E respingono al mittente la proposta del cardinale Gualtiero Bassetti, presentata in un’intervista al Corriere: “Bassetti propone sostanzialmente la raccolta di dati in possesso delle diocesi, – spiega Zanardi – ma questa non può dirsi una commissione indipendente. Gli effetti della pedofilia all ’interno della Chiesa sono moltiplicati proprio per effetto delle coperture garantite dalle gerarchie ecclesiastiche.
Non mettiamo in dubbio la buona volontà di Papa Francesco, ma se in Italia i vescovi continuano a fare quello che vogliono non cambierà niente”.

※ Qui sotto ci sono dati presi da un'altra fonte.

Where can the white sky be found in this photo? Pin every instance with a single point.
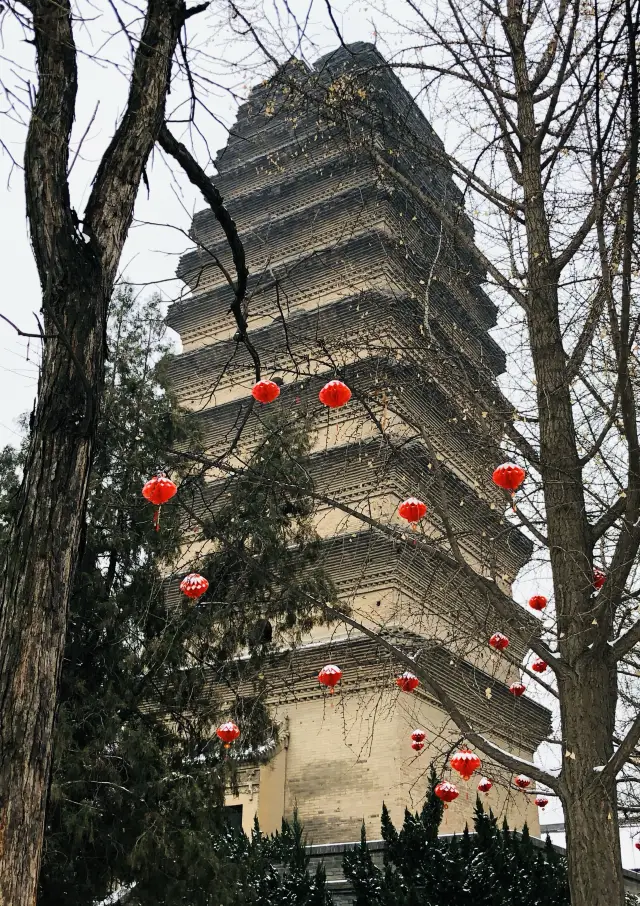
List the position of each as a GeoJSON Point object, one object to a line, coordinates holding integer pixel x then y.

Anche lo Stato “è invitato a rimuovere tutti quegli ostacoli che impediscono lo svolgimento dei processi”, spiegano sempre dalla rete di associazioni. Un dato su tutti: da un’interrogazione del 2018 al Ministero della Giustizia, è emerso che su 162 condanne penali di sacerdoti, nelle carceri italiane ci fosse solo un solo prete detenuto per quei fatti. “Le Procure spesso lasciano cadere le denunce perché ormai prescritte, ma una vittima mediamente impiega anni prima di elaborare e spingersi a fare una segnalazione”, dice ancora Zanardi.
“La prescrizione è in palese contraddizione con i trattati internazionali firmati dall’Italia a tutela dei minori”. Ed è proprio su questo punto che la rete anti abusi italiana ha chiesto l’intervento dell ’Onu, perché faccia di nuovo pressione sull’Italia per istituire una commissione indipendente e per modificare la prescrizione.
Ora quel fascicolo è in mano alle Nazioni Unite: “Prima di noi non c’era niente, e questo la dice lunga sul clima di omertà che avvolge il tema della pedofilia nella Chiesa nel nostro Paese”.